From the Baltimore Sun: At ‘Unity March’ to remember Freddie Gray, hope and politics collide

"As a crowd of several hundred local residents, clergy, politicians, police and media convened at the corner of Pennsylvania and North avenues in West Baltimore Sunday for a march in remembrance of Freddie Gray, two themes emerged — one intended, the other perhaps unavoidable.

"First was the sense of hope that organizers, including the Rev.

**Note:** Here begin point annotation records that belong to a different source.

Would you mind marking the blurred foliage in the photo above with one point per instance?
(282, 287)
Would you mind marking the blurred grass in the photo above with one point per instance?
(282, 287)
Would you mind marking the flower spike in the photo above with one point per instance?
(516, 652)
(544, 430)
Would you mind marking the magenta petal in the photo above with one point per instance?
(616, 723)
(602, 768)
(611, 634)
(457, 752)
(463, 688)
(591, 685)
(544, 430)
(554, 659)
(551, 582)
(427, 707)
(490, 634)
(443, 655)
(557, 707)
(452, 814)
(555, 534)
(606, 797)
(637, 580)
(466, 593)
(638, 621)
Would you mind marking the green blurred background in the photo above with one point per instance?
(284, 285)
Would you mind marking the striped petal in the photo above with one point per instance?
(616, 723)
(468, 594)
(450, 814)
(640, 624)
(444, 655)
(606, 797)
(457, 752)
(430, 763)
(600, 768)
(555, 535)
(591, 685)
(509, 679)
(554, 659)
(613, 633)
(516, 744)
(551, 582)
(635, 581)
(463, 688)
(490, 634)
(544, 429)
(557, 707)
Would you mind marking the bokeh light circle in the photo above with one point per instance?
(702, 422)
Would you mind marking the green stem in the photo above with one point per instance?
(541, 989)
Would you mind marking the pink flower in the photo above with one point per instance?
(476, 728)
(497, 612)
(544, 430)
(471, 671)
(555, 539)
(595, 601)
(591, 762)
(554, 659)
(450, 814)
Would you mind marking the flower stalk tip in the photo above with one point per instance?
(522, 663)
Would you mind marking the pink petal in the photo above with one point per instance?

Jamal Bryant, wanted to project for the city one year after Gray's death after suffering injuries in police custody.

"Chants of 'One Baltimore, one vision!' erupted as marchers moved from the burned-down and since-rebuilt CVS pharmacy at the center of last year's unrest to the Freddie Gray Empowerment Center opened by Bryant's Empowerment Temple for local youth.

"Second was an almost overwhelming atmosphere of politics two days before Maryland's primary elections, as candidates running for a range of offices turned the march into one of their many weekend meet-and-greets and their staffs peddled campaign fliers.

"The combination spoke to the outsized influence that Gray's death last year, on April 19, and the riots that followed have had on the elections. Attendees said the combination was fitting — as the hope for Baltimore's future is inextricably linked to those leaders who are elected to usher it in.

"'Here we are a year since Freddie Gray's death, and we're in the midst of the most contentious political season our city and state has seen in a very long time,' former NAACP leader Benjamin Jealous said in front of the CVS, his 3-year-old son, Jack, atop his shoulders.

"He said the primary elections for mayor, City Council, the House and Senate are about all the things that protesters were calling for last year, including more jobs, better educational opportunities and a revival of Baltimore's black communities, which made the city a vibrant hub of black American culture in the not-too-distant past."